Mas apenas 50% dos negros urbanos estão no mercado formal de trabalho, enquanto 25% são domésticos e camelôs e os restantes 25% não têm serviço. A grita por empregos será grande, e maior será a tentação de criar empregos fantasmas para amigos e parentes, perversão tão africana quanto brasileira.
África do Sul e Brasil têm muita coisa em comum. Medicina, por exemplo. Christian Barnard fez o primeiro transplante de coração na Cidade do Cabo, seguido de perto por Zerbini no Hospital das Clínicas de São Paulo.
Porém, lá como aqui, crianças das favelas ainda morrem de meningite. Com uma diferença: no Brasil morrem muito mais, e de todas as cores. Com "apartheid" e tudo, a África do Sul está bem à frente do Brasil no terreno social.
Se os brancos souberem ceder e os negros puderem esperar, a África do Sul tem tudo para dar certo. Ao contrário do resto do continente, os telefones funcionam, a eletricidade é confiável, os trens rodam, as estradas são transitáveis e há gente qualificada.
Sua poderosa economia tem sido apenas extratora: diamantes, ouro, manganês, platina, urânio. Com o fim da quarentena, o rótulo "Made in South Africa" passará a ser aceito. Surgirão indústrias manufatureiras médias que darão emprego à mão-de-obra negra. Segundo a revista inglesa "The Economist", "o governo do CNA terá de ser muito ruim para prejudicar a economia sul-africana mais do que o fez o apartheid".

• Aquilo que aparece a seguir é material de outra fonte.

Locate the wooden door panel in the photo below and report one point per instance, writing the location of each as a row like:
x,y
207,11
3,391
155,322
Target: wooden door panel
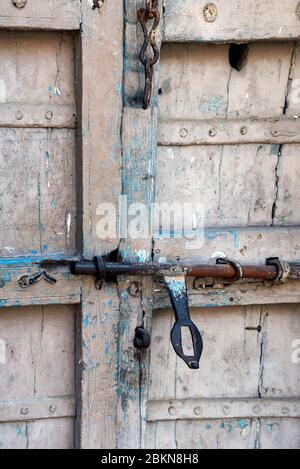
x,y
57,14
243,20
37,381
38,220
39,434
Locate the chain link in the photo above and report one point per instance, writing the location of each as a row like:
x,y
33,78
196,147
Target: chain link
x,y
145,16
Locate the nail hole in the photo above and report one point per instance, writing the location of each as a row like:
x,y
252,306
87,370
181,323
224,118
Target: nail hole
x,y
238,56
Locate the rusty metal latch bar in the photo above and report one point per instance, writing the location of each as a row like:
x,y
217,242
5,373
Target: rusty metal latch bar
x,y
149,15
273,272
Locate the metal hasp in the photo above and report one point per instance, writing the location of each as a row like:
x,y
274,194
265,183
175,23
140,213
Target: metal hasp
x,y
176,287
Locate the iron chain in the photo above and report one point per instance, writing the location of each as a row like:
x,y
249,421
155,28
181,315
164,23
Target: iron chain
x,y
149,14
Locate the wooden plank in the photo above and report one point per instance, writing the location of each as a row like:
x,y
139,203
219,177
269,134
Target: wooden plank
x,y
197,82
228,132
139,158
236,295
100,69
37,409
40,116
36,68
56,15
40,348
208,175
40,434
235,356
66,290
244,244
206,409
235,21
279,377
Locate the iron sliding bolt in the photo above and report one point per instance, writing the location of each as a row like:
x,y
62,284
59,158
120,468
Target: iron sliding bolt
x,y
273,272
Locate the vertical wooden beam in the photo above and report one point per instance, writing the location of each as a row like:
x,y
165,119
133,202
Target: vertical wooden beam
x,y
139,131
101,69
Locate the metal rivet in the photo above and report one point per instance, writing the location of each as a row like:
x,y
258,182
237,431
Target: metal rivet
x,y
285,410
256,409
210,12
212,132
134,289
183,133
19,3
48,115
198,411
52,409
226,409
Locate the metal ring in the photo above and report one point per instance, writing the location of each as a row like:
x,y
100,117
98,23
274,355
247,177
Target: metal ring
x,y
235,264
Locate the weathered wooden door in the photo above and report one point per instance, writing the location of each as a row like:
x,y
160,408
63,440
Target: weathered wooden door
x,y
60,114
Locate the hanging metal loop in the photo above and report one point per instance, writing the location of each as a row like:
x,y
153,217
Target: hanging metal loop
x,y
146,15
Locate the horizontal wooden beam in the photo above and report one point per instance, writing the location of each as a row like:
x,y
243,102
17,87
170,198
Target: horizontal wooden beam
x,y
55,15
229,131
207,409
66,290
37,409
39,116
234,295
231,21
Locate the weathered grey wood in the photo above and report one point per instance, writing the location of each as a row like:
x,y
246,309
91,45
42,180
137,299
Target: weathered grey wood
x,y
230,362
236,295
37,198
49,116
41,434
237,21
279,375
37,409
224,131
205,409
197,82
40,347
100,99
139,165
36,69
282,434
226,434
66,290
56,15
244,244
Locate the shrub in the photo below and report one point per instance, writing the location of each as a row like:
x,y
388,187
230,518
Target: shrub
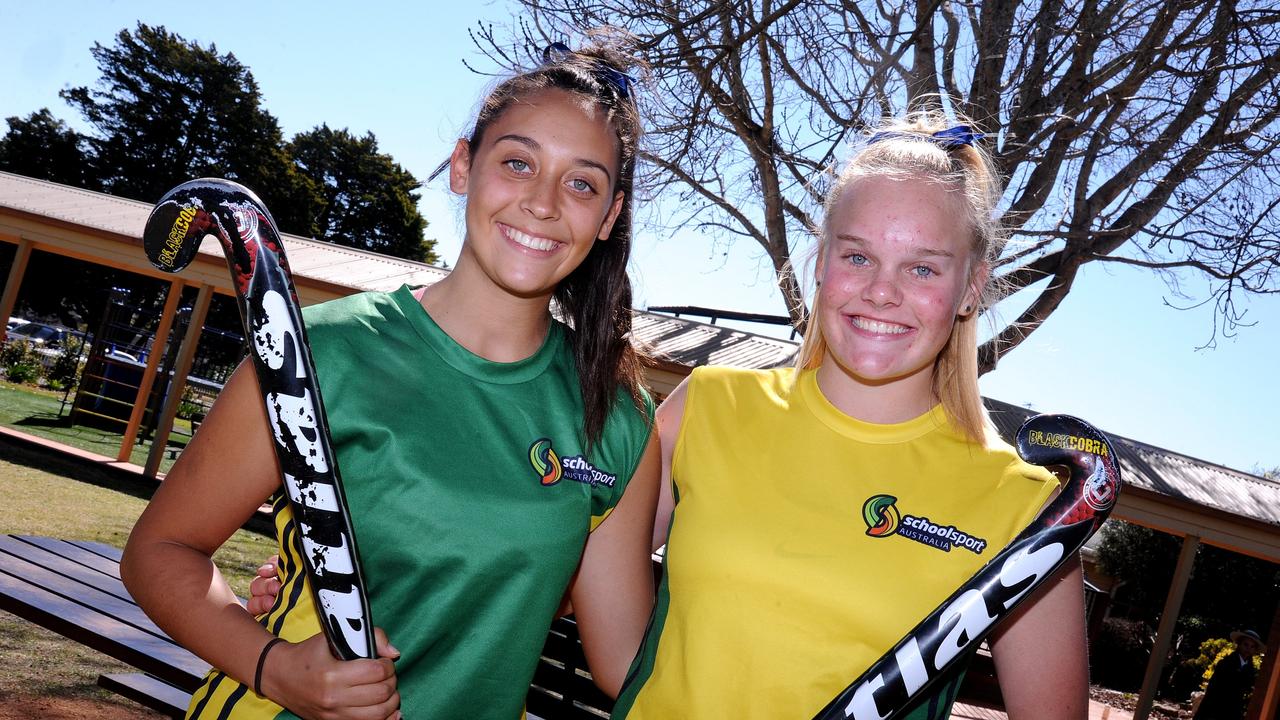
x,y
190,405
21,361
1118,657
23,373
65,368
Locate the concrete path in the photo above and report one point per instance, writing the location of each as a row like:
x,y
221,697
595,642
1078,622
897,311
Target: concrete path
x,y
1097,711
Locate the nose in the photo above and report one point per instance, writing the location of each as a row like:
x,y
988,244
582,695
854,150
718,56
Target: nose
x,y
542,199
882,288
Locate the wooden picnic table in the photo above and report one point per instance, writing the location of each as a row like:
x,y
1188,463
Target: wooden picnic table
x,y
73,588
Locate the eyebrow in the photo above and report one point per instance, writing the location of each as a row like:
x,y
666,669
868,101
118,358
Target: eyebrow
x,y
534,145
919,251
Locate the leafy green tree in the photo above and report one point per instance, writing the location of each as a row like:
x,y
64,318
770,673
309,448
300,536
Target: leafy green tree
x,y
167,110
368,200
42,146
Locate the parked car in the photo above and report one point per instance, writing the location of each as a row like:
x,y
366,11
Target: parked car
x,y
42,335
48,340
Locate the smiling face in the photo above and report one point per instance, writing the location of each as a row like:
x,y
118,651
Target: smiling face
x,y
896,270
539,191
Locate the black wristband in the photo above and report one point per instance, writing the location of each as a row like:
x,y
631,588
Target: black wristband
x,y
261,661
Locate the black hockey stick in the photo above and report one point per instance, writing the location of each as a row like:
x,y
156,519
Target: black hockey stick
x,y
286,374
965,618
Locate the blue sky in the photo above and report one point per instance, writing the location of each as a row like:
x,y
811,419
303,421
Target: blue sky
x,y
1115,352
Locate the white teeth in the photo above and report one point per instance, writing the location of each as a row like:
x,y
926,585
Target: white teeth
x,y
878,327
530,241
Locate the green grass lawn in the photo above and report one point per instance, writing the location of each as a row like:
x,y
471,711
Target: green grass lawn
x,y
40,413
49,495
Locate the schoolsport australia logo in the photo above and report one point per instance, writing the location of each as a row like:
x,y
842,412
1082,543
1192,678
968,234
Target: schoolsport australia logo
x,y
883,519
552,468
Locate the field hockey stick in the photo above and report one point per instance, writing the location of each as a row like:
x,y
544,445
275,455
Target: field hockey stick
x,y
286,377
912,666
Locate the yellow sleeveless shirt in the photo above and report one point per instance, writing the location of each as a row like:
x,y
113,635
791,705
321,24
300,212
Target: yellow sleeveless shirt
x,y
804,543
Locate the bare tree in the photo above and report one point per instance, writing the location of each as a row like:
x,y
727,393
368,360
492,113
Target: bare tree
x,y
1130,131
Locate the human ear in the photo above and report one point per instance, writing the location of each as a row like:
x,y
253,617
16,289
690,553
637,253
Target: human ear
x,y
615,209
973,292
460,167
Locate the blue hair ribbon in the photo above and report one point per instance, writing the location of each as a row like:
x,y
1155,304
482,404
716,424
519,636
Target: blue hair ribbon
x,y
950,139
621,81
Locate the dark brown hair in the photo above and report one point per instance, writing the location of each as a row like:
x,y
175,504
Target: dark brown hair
x,y
595,297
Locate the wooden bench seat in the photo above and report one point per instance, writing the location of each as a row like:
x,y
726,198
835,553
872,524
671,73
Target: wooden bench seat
x,y
147,691
74,588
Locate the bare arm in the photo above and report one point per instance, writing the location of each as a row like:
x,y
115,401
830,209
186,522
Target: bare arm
x,y
1041,656
612,592
671,413
228,470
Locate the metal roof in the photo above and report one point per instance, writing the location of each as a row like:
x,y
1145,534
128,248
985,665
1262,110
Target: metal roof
x,y
1173,474
309,259
691,343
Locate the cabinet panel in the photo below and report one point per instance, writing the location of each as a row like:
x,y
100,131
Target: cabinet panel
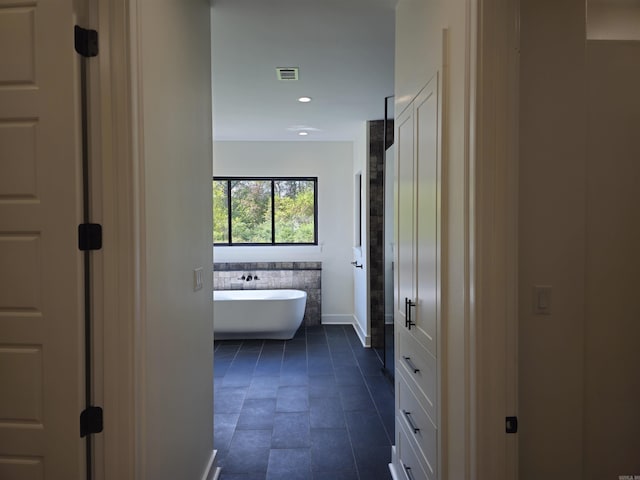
x,y
410,463
427,221
418,424
419,367
418,284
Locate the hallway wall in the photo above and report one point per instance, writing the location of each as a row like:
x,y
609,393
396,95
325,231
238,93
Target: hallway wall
x,y
579,231
176,334
612,326
552,223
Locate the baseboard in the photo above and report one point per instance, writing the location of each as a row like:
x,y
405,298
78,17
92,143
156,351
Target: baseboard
x,y
362,335
392,466
211,472
337,319
348,320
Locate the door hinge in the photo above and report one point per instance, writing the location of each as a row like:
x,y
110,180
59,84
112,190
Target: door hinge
x,y
91,421
86,41
89,236
511,424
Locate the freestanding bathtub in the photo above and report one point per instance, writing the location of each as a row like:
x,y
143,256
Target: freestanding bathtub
x,y
254,314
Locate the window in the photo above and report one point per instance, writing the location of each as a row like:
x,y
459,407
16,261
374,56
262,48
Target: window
x,y
265,211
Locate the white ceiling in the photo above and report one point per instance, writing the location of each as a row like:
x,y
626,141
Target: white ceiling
x,y
343,48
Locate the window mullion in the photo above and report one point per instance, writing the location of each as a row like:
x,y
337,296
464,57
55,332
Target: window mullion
x,y
229,211
273,213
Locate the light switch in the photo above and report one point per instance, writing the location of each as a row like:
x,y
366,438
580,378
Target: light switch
x,y
197,278
542,299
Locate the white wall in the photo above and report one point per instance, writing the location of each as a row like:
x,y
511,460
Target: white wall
x,y
176,333
360,164
332,163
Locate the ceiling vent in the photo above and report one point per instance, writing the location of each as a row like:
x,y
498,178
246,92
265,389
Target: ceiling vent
x,y
289,73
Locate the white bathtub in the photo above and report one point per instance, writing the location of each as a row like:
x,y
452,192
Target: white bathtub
x,y
247,314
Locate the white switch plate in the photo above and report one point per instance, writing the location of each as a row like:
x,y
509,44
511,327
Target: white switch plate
x,y
542,299
197,278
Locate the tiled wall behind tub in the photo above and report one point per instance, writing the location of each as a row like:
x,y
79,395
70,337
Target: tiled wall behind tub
x,y
275,275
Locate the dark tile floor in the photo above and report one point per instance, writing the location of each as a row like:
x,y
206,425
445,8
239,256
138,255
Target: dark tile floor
x,y
314,407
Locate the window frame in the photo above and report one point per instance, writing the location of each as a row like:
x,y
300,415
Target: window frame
x,y
273,242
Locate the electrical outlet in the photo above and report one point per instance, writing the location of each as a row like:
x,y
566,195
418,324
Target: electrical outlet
x,y
542,299
197,279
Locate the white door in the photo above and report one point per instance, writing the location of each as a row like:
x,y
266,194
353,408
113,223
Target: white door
x,y
428,218
40,283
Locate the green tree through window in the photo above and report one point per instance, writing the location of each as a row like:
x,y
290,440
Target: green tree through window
x,y
264,211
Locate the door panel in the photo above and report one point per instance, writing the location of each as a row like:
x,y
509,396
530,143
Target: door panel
x,y
405,213
428,185
40,282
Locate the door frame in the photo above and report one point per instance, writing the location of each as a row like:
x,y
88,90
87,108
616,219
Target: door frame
x,y
493,237
120,448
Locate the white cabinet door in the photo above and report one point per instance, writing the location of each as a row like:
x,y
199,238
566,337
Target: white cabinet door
x,y
427,262
405,215
40,281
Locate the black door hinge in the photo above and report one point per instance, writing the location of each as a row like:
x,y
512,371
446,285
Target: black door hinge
x,y
89,236
86,41
91,421
511,424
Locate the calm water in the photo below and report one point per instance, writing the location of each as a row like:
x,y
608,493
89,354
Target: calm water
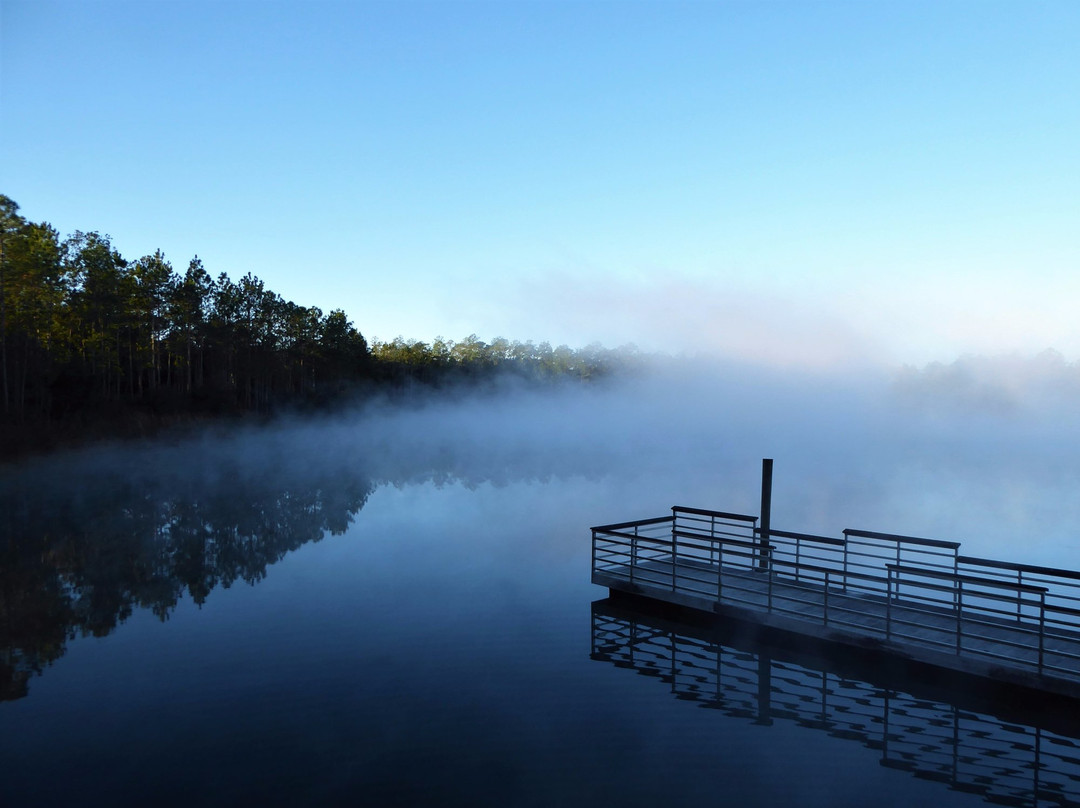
x,y
397,610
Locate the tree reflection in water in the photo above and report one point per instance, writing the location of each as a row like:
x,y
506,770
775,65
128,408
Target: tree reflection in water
x,y
82,547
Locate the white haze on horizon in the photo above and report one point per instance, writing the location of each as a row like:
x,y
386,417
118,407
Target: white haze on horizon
x,y
984,450
821,321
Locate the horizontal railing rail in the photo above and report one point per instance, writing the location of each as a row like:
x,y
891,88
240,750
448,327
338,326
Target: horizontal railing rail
x,y
902,588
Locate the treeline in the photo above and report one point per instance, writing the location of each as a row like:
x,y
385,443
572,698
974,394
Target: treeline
x,y
83,330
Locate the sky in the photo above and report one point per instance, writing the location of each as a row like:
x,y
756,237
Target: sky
x,y
804,184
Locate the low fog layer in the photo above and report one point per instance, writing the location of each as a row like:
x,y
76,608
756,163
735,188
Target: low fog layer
x,y
982,450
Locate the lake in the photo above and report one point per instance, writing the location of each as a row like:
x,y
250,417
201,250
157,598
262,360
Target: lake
x,y
394,607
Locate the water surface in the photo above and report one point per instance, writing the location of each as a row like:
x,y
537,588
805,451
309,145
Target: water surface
x,y
397,609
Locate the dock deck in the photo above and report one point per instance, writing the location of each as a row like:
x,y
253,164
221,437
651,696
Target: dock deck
x,y
914,597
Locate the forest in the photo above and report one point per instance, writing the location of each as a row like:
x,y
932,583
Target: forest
x,y
88,336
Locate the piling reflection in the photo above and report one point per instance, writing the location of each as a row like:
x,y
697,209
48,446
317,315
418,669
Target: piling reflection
x,y
78,555
1006,750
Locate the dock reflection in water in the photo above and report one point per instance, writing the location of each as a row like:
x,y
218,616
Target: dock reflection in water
x,y
1009,750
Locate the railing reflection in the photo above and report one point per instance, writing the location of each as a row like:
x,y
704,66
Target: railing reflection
x,y
1008,751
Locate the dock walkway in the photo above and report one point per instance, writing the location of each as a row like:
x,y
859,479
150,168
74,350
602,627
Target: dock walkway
x,y
915,597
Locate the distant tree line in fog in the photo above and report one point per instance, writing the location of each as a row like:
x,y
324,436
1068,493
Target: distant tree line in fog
x,y
84,330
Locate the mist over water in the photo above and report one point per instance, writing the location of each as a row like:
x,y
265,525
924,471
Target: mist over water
x,y
420,581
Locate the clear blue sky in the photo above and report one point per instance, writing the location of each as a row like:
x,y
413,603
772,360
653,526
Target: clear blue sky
x,y
788,183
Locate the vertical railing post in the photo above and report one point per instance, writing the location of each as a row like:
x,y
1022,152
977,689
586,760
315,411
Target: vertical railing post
x,y
845,562
719,571
769,590
888,604
1020,582
826,597
1042,627
959,615
766,513
712,538
674,554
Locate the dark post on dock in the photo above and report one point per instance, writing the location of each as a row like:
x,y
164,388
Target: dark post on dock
x,y
766,512
915,597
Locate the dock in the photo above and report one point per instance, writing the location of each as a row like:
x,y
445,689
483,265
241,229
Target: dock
x,y
912,597
981,740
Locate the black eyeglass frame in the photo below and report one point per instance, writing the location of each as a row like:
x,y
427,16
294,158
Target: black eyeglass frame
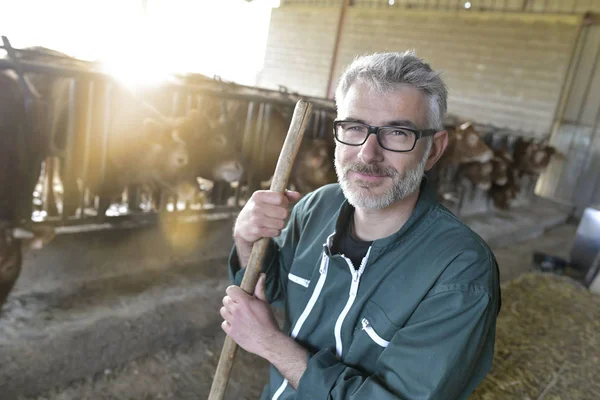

Na paupérrima África Negra, a nova África do Sul poderá desempenhar o mesmo papel dinamizador que o novo Japão ex-militarista teve no Sudeste Asiático. Os "tigres" já foram gatinhos famintos.
Acreditem se quiserem, mas em 1965 os coreanos do Sul eram mais pobres do que os habitantes de Gana (África Ocidental). Hoje, a riqueza total da África, segundo maior continente, com 30 milhões de quilômetros quadrados, é igual à da Bélgica. Nada funciona, e o mundo ocidental, eliminada a ameaça comunista, não quer mais nem ouvir falar de miseráveis.
Até agora, apenas 5% do comércio africano tem sido feito com os vizinhos. O grosso segue as velhas retas coloniais européias. Falta integração regional e cooperação mútua.
Governada por um líder da estatura de Nelson Mandela, a África do Sul poderá ser o motor dessa integração. Precisa ser, antes que a África Negra caia ao ponto de não-retorno.
Os arrogantes afrikaners desperdiçaram cerca de US$ 25 bilhões para desestabilizar seus vizinhos. Todos saíram prejudicados. Chegou a hora e a vez de os negros corrigirem os erros dos brancos.